Labour seems to have split into three factions: The beige, the red and the white. The beige – represented by Andy Burnham and Yvette Cooper – are mechanical, seemingly without political values, poor to middling media performers and change according to the prevailing political weather. Burnham, for instance, was a Blairite under Blair, a Brownite under Brown and a Milibandite under Miliband. Under none of those personalities did he appear to be a winner. The whites, representing the white flag contingent and currently led by Kendall, have only one tactic: surrender. They are Blairites without any of the intellectual underpinnings. The reds, under Corbyn, are singing from the same socialist hymn sheet as ever, with absolutely no changes, either ideologically or tactically, since the 1970s.
Is it so much to ask that we could ignore the beige, but have a little bit of red and white together? It is possible to get a genuine leftist into Downing Street, but it requires giving up on some of the political purity which seems to motivate Corbyn's supporters.
An electable left-wing candidate would pick three or so big but achievable goals – let's say renationalising the railways, an NHS constitution preventing private involvement and universal free childcare. And it would pick a couple of big areas in which it would triangulate the Tories. Let's say spending 0.5% more of GDP than whatever they are spending on defence and committing to making all schools free schools.
They would then hammer the Tories on those issues – asking constantly why they were not prepared to keep Britain secure, why they were letting down children by not going far enough on education reform.

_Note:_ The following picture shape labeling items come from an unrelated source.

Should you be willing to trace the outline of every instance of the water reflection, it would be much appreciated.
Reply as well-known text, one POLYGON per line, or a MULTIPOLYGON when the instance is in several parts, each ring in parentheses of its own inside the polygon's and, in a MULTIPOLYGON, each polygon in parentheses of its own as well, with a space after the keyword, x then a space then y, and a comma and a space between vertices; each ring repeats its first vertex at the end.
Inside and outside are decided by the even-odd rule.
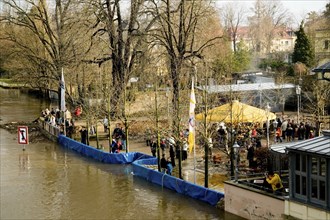
MULTIPOLYGON (((0 95, 4 121, 32 121, 47 105, 2 89, 0 95)), ((0 219, 235 219, 132 175, 130 165, 96 162, 46 140, 23 152, 17 134, 0 135, 0 219)))

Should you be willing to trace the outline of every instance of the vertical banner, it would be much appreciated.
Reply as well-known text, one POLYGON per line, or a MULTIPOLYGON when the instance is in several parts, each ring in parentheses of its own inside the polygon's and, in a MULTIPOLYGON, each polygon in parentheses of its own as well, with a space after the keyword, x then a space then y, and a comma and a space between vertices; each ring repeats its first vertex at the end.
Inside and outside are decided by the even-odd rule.
POLYGON ((189 152, 193 150, 195 147, 195 106, 196 106, 196 98, 195 98, 195 90, 194 90, 194 78, 192 78, 191 82, 191 94, 190 94, 190 106, 189 106, 189 152))
POLYGON ((17 127, 17 132, 18 132, 18 143, 19 144, 29 144, 29 138, 28 138, 28 133, 29 129, 27 126, 18 126, 17 127))
POLYGON ((65 82, 64 82, 63 69, 62 69, 62 77, 61 77, 61 81, 60 81, 60 88, 61 88, 61 94, 60 94, 61 106, 60 106, 60 110, 62 112, 64 112, 65 111, 65 82))

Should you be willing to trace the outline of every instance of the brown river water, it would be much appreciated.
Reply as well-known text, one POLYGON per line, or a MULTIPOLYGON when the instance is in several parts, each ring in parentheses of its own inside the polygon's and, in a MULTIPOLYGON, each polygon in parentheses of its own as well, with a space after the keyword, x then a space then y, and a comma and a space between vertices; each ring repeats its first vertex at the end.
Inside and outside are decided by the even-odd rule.
MULTIPOLYGON (((0 88, 0 123, 31 122, 47 103, 0 88)), ((84 158, 48 140, 0 129, 0 219, 241 219, 151 184, 130 165, 84 158)))

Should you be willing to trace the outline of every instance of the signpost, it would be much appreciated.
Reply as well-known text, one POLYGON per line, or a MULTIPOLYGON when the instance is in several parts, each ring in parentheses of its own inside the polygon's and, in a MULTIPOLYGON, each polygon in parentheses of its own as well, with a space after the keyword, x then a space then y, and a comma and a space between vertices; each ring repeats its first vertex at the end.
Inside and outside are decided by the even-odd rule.
POLYGON ((18 143, 23 144, 23 151, 25 150, 25 145, 29 144, 28 133, 29 129, 28 126, 18 126, 17 127, 18 133, 18 143))

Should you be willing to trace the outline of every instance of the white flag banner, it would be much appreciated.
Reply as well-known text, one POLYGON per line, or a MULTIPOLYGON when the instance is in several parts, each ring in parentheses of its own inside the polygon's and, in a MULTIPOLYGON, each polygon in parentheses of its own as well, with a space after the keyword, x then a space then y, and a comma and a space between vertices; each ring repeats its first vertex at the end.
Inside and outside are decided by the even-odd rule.
POLYGON ((191 82, 191 94, 190 94, 190 106, 189 106, 189 152, 194 149, 195 145, 195 106, 196 106, 196 98, 195 98, 195 90, 194 90, 194 79, 191 82))

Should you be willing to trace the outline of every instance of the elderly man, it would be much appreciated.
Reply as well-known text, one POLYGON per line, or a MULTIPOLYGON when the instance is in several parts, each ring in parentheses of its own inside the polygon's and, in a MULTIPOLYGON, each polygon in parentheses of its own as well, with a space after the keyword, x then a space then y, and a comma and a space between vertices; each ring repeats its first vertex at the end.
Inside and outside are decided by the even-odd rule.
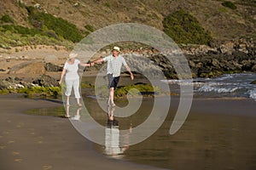
POLYGON ((113 94, 119 81, 121 66, 124 65, 131 75, 131 79, 133 80, 133 74, 131 71, 130 67, 127 65, 125 59, 119 55, 120 48, 119 47, 113 47, 111 55, 104 57, 102 59, 98 59, 92 62, 92 65, 95 63, 101 63, 102 61, 108 62, 107 65, 107 75, 108 79, 108 88, 109 88, 109 97, 108 100, 108 105, 115 106, 113 103, 113 94))

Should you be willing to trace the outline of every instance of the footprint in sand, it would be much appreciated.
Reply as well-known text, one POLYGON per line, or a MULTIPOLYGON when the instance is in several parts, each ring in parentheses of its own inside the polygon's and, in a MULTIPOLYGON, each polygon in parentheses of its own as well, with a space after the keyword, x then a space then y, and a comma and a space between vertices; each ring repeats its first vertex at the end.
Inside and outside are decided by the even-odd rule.
POLYGON ((44 165, 42 167, 43 170, 49 170, 49 169, 52 169, 52 166, 51 165, 44 165))

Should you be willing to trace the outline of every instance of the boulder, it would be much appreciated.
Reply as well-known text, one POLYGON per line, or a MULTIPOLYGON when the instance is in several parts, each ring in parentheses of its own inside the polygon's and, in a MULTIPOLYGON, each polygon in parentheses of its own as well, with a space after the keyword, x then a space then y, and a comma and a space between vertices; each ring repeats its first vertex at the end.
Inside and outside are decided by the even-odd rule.
POLYGON ((56 87, 59 86, 58 82, 49 75, 42 75, 40 77, 37 78, 32 82, 34 84, 38 84, 42 87, 56 87))
POLYGON ((45 63, 44 64, 44 69, 47 71, 61 71, 62 67, 59 65, 55 65, 52 63, 45 63))

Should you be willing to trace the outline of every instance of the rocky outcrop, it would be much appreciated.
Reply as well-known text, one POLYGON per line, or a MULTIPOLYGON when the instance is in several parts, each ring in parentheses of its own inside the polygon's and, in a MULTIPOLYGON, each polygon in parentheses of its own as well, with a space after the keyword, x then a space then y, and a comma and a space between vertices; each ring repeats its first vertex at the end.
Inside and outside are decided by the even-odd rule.
POLYGON ((52 63, 45 63, 44 64, 44 69, 47 71, 62 71, 62 67, 54 65, 52 63))
POLYGON ((42 75, 32 82, 33 84, 37 84, 41 87, 56 87, 59 86, 58 82, 49 75, 42 75))
POLYGON ((44 64, 41 61, 28 61, 12 67, 9 74, 44 74, 44 64))
MULTIPOLYGON (((210 46, 183 47, 193 76, 212 77, 223 73, 256 72, 256 46, 252 41, 215 42, 210 46)), ((170 78, 176 78, 172 63, 162 54, 151 54, 149 59, 157 64, 170 78)))
POLYGON ((6 79, 0 79, 0 90, 31 88, 32 86, 34 85, 15 76, 9 76, 6 79))

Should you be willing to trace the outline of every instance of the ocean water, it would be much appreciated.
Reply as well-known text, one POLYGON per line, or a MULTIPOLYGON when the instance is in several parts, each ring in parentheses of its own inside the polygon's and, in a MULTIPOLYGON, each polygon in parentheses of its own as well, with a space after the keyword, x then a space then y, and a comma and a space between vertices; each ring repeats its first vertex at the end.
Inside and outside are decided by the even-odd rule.
POLYGON ((195 97, 241 97, 256 100, 255 73, 225 74, 216 78, 196 78, 191 82, 180 80, 168 80, 171 89, 178 92, 180 84, 192 83, 195 97))

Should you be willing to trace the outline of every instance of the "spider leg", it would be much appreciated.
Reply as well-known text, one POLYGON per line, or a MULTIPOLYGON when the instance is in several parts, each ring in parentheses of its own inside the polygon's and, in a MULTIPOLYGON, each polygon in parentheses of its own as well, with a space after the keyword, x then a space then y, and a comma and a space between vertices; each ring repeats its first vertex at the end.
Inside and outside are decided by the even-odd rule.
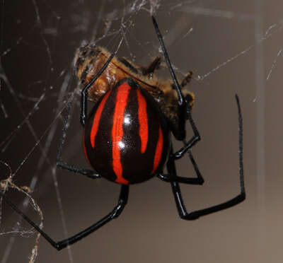
MULTIPOLYGON (((181 191, 178 180, 173 180, 172 182, 171 182, 172 191, 174 194, 178 211, 179 213, 180 218, 183 219, 195 220, 200 216, 215 213, 221 210, 224 210, 229 207, 236 206, 236 204, 241 203, 246 199, 246 191, 245 191, 244 180, 243 180, 243 119, 241 113, 240 103, 237 95, 236 95, 236 100, 238 106, 238 124, 239 124, 238 152, 239 152, 239 176, 240 176, 241 192, 235 197, 225 202, 216 204, 213 206, 209 206, 204 209, 196 210, 190 213, 187 213, 185 206, 184 204, 184 201, 183 200, 181 191)), ((173 175, 173 178, 177 176, 176 169, 175 165, 175 160, 172 157, 169 158, 169 160, 167 163, 167 169, 168 170, 169 174, 173 175)))
POLYGON ((71 104, 71 100, 70 100, 68 103, 67 106, 67 114, 66 114, 66 116, 65 116, 65 117, 64 119, 64 122, 63 122, 62 135, 61 140, 60 140, 60 144, 59 145, 59 147, 58 147, 56 164, 57 166, 60 167, 61 168, 73 172, 73 173, 79 173, 82 175, 86 175, 88 177, 91 178, 91 179, 100 178, 100 175, 99 175, 98 174, 94 173, 93 170, 83 169, 83 168, 76 167, 76 165, 69 164, 62 160, 62 153, 63 146, 65 142, 67 129, 68 127, 68 122, 69 122, 69 119, 70 117, 71 104))
POLYGON ((161 58, 156 57, 146 67, 141 67, 142 73, 144 76, 153 74, 156 69, 159 69, 161 63, 161 58))
POLYGON ((77 234, 71 236, 71 238, 64 239, 59 242, 56 242, 52 239, 45 232, 44 232, 35 223, 34 223, 29 217, 24 214, 17 206, 16 206, 9 199, 8 199, 3 194, 0 192, 3 199, 18 214, 20 214, 23 219, 25 219, 30 225, 31 225, 35 230, 39 232, 45 240, 50 243, 50 245, 56 248, 57 250, 61 250, 67 246, 72 245, 81 239, 88 235, 91 233, 96 231, 110 221, 112 219, 117 218, 121 212, 123 211, 124 207, 127 204, 129 196, 129 186, 122 185, 121 190, 119 196, 118 204, 114 209, 108 215, 104 216, 102 219, 98 221, 95 224, 91 226, 89 228, 78 233, 77 234))
POLYGON ((187 74, 185 76, 184 79, 182 81, 181 84, 180 85, 181 88, 184 88, 187 86, 190 81, 192 80, 192 72, 189 71, 187 74))
POLYGON ((80 115, 80 120, 81 124, 84 127, 86 123, 86 119, 87 118, 87 113, 88 113, 88 90, 92 86, 93 83, 99 78, 99 76, 103 73, 105 70, 108 64, 110 63, 112 59, 115 55, 115 53, 111 54, 110 57, 109 57, 107 62, 105 63, 103 66, 100 69, 98 73, 89 81, 82 89, 81 90, 81 115, 80 115))
MULTIPOLYGON (((173 175, 173 173, 169 173, 168 175, 158 175, 157 177, 162 180, 163 181, 165 182, 182 182, 184 184, 187 184, 187 185, 201 185, 204 182, 204 180, 203 179, 202 174, 200 173, 199 168, 197 167, 197 163, 195 161, 195 159, 192 155, 190 149, 187 151, 187 153, 189 154, 190 160, 192 164, 192 166, 194 168, 195 172, 197 174, 197 177, 184 177, 182 176, 178 176, 178 175, 173 175)), ((173 148, 171 147, 171 154, 173 153, 173 148)), ((175 165, 175 163, 174 163, 175 165)))
MULTIPOLYGON (((157 35, 157 37, 159 40, 160 45, 161 47, 163 53, 164 54, 165 62, 169 69, 170 74, 171 76, 171 78, 173 80, 174 86, 175 87, 178 98, 178 107, 179 107, 179 113, 178 113, 178 127, 175 129, 175 132, 173 132, 175 136, 178 140, 183 140, 185 138, 185 122, 186 119, 188 119, 190 124, 192 127, 192 131, 194 132, 193 136, 185 144, 185 146, 182 147, 181 153, 180 153, 179 151, 173 154, 171 157, 174 159, 178 159, 181 158, 187 150, 192 148, 195 144, 196 144, 199 141, 200 141, 200 136, 199 132, 195 124, 195 122, 192 119, 192 115, 191 115, 191 109, 190 107, 188 106, 187 102, 186 101, 184 95, 182 93, 181 88, 178 83, 176 76, 175 74, 174 70, 172 68, 171 62, 169 59, 169 56, 167 53, 166 48, 165 47, 163 37, 161 33, 159 30, 158 26, 157 25, 156 21, 155 18, 152 16, 152 22, 154 23, 154 26, 157 35)), ((183 84, 185 84, 184 81, 183 81, 183 84)), ((180 150, 179 150, 180 151, 180 150)))

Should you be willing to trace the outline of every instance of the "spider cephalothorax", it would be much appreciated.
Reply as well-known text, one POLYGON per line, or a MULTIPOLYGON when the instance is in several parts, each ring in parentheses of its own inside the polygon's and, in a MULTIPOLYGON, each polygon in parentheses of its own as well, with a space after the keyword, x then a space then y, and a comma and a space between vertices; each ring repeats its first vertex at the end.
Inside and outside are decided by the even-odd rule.
POLYGON ((160 64, 159 57, 149 66, 143 67, 134 65, 125 59, 117 59, 115 54, 110 54, 102 47, 85 46, 79 49, 75 59, 76 74, 84 85, 81 93, 80 119, 84 128, 85 152, 96 171, 79 168, 62 160, 71 102, 68 103, 68 113, 64 122, 57 164, 65 170, 92 179, 104 177, 120 184, 120 194, 114 209, 77 234, 55 242, 1 194, 7 204, 58 250, 75 243, 118 217, 127 203, 129 185, 145 181, 154 175, 170 182, 179 216, 185 220, 194 220, 226 209, 239 204, 246 198, 242 115, 238 98, 236 95, 239 124, 241 192, 223 203, 187 212, 179 183, 202 185, 204 182, 191 153, 191 148, 200 140, 190 112, 194 97, 192 93, 184 92, 181 88, 188 82, 191 74, 180 85, 178 84, 162 35, 153 16, 152 21, 172 81, 160 81, 154 76, 154 69, 160 64), (87 109, 88 97, 95 103, 90 114, 87 109), (185 139, 187 120, 190 122, 194 133, 188 141, 185 139), (184 144, 176 152, 174 152, 171 143, 171 132, 176 139, 183 141, 184 144), (175 162, 186 153, 197 177, 177 175, 175 162), (167 174, 163 174, 165 165, 167 174))
MULTIPOLYGON (((74 67, 81 85, 86 85, 97 74, 110 56, 109 52, 102 47, 86 45, 80 47, 76 53, 74 67)), ((88 99, 96 103, 117 81, 124 78, 132 78, 154 98, 162 112, 169 120, 174 135, 179 137, 175 129, 179 122, 178 93, 172 80, 162 79, 156 76, 154 71, 159 68, 161 61, 161 57, 157 57, 148 66, 142 66, 124 57, 114 57, 103 73, 88 89, 88 99)), ((180 87, 186 86, 191 77, 192 72, 190 71, 181 82, 180 87)), ((79 87, 77 90, 80 92, 81 88, 79 87)), ((192 107, 194 94, 184 89, 182 92, 189 107, 192 107)))

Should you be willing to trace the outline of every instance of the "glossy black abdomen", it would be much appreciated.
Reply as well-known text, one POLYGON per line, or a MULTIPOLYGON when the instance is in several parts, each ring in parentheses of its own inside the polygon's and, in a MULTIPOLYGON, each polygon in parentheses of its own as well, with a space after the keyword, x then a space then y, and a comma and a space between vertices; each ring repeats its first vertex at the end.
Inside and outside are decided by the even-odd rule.
POLYGON ((162 171, 168 136, 157 103, 135 81, 124 78, 94 106, 86 122, 84 148, 101 176, 133 184, 162 171))

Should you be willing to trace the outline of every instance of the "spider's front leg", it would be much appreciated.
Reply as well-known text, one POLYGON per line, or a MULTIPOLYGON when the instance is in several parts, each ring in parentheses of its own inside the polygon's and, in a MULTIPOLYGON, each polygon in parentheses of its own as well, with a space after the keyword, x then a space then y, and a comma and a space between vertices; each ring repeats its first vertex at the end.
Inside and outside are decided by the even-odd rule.
MULTIPOLYGON (((181 87, 183 88, 185 85, 187 85, 192 78, 192 72, 189 72, 188 74, 185 76, 184 80, 182 81, 181 87, 179 86, 178 83, 177 78, 175 76, 174 70, 171 66, 171 63, 169 59, 169 56, 167 53, 166 48, 165 47, 163 37, 159 30, 158 26, 157 25, 156 21, 154 16, 152 18, 152 22, 154 23, 154 26, 157 35, 157 37, 159 40, 160 45, 161 47, 163 53, 164 54, 165 62, 169 69, 170 74, 171 75, 171 78, 173 82, 173 85, 176 89, 178 94, 178 121, 176 125, 173 127, 173 134, 175 138, 178 140, 182 140, 184 142, 184 146, 181 148, 180 150, 177 151, 176 153, 173 153, 173 150, 171 149, 171 152, 169 156, 169 158, 171 160, 176 160, 181 158, 185 152, 187 152, 189 154, 190 160, 192 162, 192 164, 194 167, 195 173, 197 173, 197 178, 185 178, 178 177, 175 177, 175 180, 177 180, 178 182, 182 182, 187 184, 195 184, 195 185, 202 185, 204 182, 204 180, 200 173, 200 170, 197 168, 197 165, 192 157, 192 153, 190 151, 190 148, 195 146, 199 141, 200 141, 200 136, 199 132, 195 124, 195 122, 192 119, 191 115, 191 109, 189 105, 189 102, 187 101, 184 95, 183 94, 181 87), (188 141, 185 141, 186 131, 185 131, 185 123, 186 120, 189 119, 190 123, 191 124, 192 131, 194 132, 194 135, 190 140, 188 141)), ((160 175, 158 177, 165 181, 171 180, 171 178, 166 177, 166 175, 160 175)))

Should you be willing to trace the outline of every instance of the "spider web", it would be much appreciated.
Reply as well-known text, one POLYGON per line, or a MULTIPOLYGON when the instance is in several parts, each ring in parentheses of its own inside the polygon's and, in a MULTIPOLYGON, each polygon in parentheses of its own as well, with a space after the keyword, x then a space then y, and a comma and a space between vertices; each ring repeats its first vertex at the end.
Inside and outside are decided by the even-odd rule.
MULTIPOLYGON (((161 51, 150 11, 156 11, 178 78, 194 73, 187 88, 196 95, 193 116, 202 141, 193 153, 206 184, 183 187, 188 210, 238 192, 236 93, 243 111, 248 187, 248 199, 238 208, 192 223, 178 218, 168 185, 153 180, 134 185, 119 220, 60 253, 1 200, 1 263, 203 262, 214 262, 212 255, 218 262, 265 262, 281 251, 282 230, 277 223, 267 226, 275 218, 282 219, 267 209, 280 207, 282 198, 277 175, 282 170, 282 143, 277 138, 283 127, 277 119, 282 110, 277 95, 281 94, 283 6, 279 0, 0 3, 1 188, 55 240, 104 216, 119 193, 117 185, 105 180, 90 182, 56 168, 66 103, 77 86, 75 50, 92 42, 117 49, 118 56, 138 64, 149 64, 161 51), (274 125, 275 130, 269 128, 274 125), (267 245, 267 240, 272 241, 267 245), (255 255, 263 248, 264 255, 255 255)), ((159 71, 168 77, 165 66, 159 71)), ((73 104, 63 156, 88 167, 81 149, 79 97, 73 104)), ((193 174, 187 159, 178 168, 180 175, 193 174)), ((277 256, 272 262, 282 252, 277 256)))

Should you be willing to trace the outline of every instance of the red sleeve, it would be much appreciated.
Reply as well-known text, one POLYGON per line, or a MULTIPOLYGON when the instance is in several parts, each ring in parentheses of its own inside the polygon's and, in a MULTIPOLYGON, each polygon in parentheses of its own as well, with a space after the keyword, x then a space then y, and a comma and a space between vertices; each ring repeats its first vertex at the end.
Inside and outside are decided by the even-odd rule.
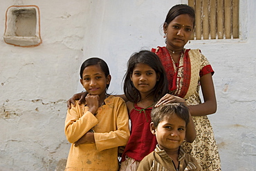
POLYGON ((202 77, 205 74, 212 73, 212 75, 214 74, 214 71, 212 70, 212 68, 210 65, 207 65, 203 68, 203 69, 200 71, 199 75, 202 77))

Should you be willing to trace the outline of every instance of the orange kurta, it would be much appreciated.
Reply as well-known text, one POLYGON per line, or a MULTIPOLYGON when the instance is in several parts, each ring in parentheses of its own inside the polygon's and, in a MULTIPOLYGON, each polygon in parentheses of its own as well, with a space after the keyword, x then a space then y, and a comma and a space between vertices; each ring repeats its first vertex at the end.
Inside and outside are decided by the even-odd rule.
POLYGON ((129 137, 129 117, 125 101, 109 96, 94 116, 89 108, 78 105, 68 110, 65 134, 71 143, 66 170, 118 170, 118 147, 125 145, 129 137), (91 129, 95 143, 74 143, 91 129))

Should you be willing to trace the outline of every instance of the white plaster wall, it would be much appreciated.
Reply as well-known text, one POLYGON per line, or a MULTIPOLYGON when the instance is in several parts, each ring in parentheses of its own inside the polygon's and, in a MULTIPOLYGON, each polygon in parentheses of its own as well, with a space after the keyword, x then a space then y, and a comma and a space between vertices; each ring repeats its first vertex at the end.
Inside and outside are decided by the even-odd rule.
MULTIPOLYGON (((210 61, 218 101, 209 116, 223 170, 256 167, 256 1, 240 1, 239 41, 192 41, 210 61)), ((42 44, 19 48, 0 39, 0 171, 61 170, 69 144, 64 133, 66 101, 82 90, 79 70, 92 56, 112 74, 109 89, 122 93, 126 62, 134 52, 165 46, 160 33, 170 8, 186 1, 3 1, 40 9, 42 44)))

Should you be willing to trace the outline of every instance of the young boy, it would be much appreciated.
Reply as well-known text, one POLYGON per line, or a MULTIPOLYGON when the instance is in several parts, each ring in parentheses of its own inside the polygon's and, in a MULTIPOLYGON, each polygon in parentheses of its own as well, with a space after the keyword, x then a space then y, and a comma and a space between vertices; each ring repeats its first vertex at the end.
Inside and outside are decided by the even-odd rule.
POLYGON ((150 130, 158 145, 144 157, 138 170, 201 170, 196 160, 181 146, 190 121, 188 108, 183 103, 168 103, 152 110, 150 130))

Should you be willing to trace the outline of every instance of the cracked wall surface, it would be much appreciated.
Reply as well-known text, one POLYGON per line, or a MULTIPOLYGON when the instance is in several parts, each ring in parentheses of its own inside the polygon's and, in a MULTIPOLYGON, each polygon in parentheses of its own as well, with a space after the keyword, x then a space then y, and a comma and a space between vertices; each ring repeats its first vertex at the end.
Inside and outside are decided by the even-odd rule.
MULTIPOLYGON (((180 3, 186 1, 1 2, 1 35, 8 7, 35 5, 42 43, 21 48, 0 39, 0 171, 63 170, 70 148, 64 132, 66 101, 82 90, 82 61, 104 59, 112 76, 109 92, 122 93, 127 59, 141 49, 165 46, 161 28, 170 8, 180 3)), ((239 6, 240 39, 186 45, 200 48, 215 71, 218 109, 209 119, 223 170, 256 168, 256 1, 239 6)))

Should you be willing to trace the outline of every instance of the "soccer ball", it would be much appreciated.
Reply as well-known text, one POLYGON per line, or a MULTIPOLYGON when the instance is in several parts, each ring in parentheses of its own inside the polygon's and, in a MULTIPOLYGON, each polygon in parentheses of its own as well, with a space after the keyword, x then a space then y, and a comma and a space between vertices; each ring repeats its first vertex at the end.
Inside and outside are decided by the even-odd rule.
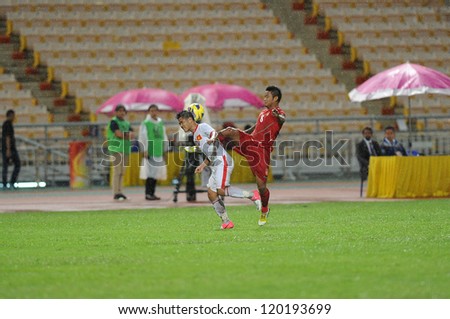
POLYGON ((187 107, 187 111, 194 114, 194 120, 197 123, 200 123, 205 115, 205 108, 200 103, 192 103, 187 107))

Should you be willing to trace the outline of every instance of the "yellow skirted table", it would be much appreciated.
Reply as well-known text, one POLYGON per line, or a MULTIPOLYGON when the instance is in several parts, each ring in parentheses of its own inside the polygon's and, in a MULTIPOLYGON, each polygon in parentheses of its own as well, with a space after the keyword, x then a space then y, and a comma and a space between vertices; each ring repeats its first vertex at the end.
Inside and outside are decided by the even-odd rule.
MULTIPOLYGON (((230 151, 234 161, 234 170, 231 175, 231 184, 236 183, 254 183, 255 177, 253 176, 247 160, 240 154, 230 151)), ((183 165, 184 152, 169 152, 167 153, 167 179, 165 181, 158 181, 159 185, 171 185, 172 180, 178 176, 180 169, 183 165)), ((139 165, 141 163, 141 153, 130 154, 130 166, 127 167, 125 175, 123 177, 124 186, 144 186, 145 181, 139 178, 139 165)), ((112 176, 112 168, 111 168, 112 176)), ((196 185, 201 184, 201 178, 198 174, 196 177, 196 185)), ((269 169, 268 182, 272 182, 272 170, 269 169)))
POLYGON ((372 156, 367 197, 450 195, 450 156, 372 156))

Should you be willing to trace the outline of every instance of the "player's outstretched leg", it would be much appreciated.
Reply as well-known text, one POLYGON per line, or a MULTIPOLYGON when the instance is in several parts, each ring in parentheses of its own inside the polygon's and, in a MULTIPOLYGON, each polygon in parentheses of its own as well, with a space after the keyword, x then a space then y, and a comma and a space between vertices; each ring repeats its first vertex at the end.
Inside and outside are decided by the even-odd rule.
POLYGON ((261 216, 259 217, 258 225, 263 226, 267 223, 267 218, 269 217, 269 198, 270 198, 270 191, 268 188, 265 188, 265 190, 261 193, 261 216))
POLYGON ((258 190, 249 192, 239 187, 229 186, 226 188, 225 195, 234 198, 248 198, 255 204, 256 209, 261 211, 261 196, 259 196, 258 190))

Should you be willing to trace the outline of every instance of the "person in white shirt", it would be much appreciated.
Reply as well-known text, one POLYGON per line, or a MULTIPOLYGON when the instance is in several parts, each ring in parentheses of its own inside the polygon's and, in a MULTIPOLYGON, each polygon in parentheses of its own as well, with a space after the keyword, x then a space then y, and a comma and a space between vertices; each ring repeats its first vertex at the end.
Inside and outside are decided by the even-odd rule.
POLYGON ((205 160, 195 169, 195 173, 201 173, 205 167, 211 167, 211 176, 208 181, 208 198, 217 215, 222 220, 222 229, 231 229, 234 223, 228 217, 225 204, 221 196, 250 199, 261 210, 261 197, 257 190, 245 191, 230 185, 230 177, 233 172, 233 159, 216 140, 217 132, 207 123, 196 123, 194 116, 189 111, 177 114, 180 127, 185 132, 194 135, 194 143, 205 154, 205 160))
POLYGON ((166 157, 169 142, 158 111, 156 104, 150 105, 139 129, 139 145, 144 153, 139 177, 145 180, 146 200, 160 200, 161 198, 155 195, 156 182, 167 179, 166 157))

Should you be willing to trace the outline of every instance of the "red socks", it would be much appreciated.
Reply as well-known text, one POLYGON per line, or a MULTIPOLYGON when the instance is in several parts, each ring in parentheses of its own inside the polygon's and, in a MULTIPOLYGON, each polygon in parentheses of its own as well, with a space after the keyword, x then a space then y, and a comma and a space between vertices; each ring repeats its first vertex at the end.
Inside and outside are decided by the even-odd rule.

They would embrace a fight with the anti-arms trade groups and teaching unions. They would make it impossible for the press to paint them as Old Labour Arthur Scargills. And doing so would allow them some of the political space to make the case for, and force through, major left wing reforms.
This sort of strategy seems completely lost on the party. Labour is polarised between total idealism on one hand and total lack of idealism on the other, with an awful lot of beige in the middle. The idea you might use cynical means to accomplish idealistic goals seems completely dead in this new age of political simplicity.
It would be much better if Corbyn and Kendall sat down together and listened. They've a lot to learn from one another.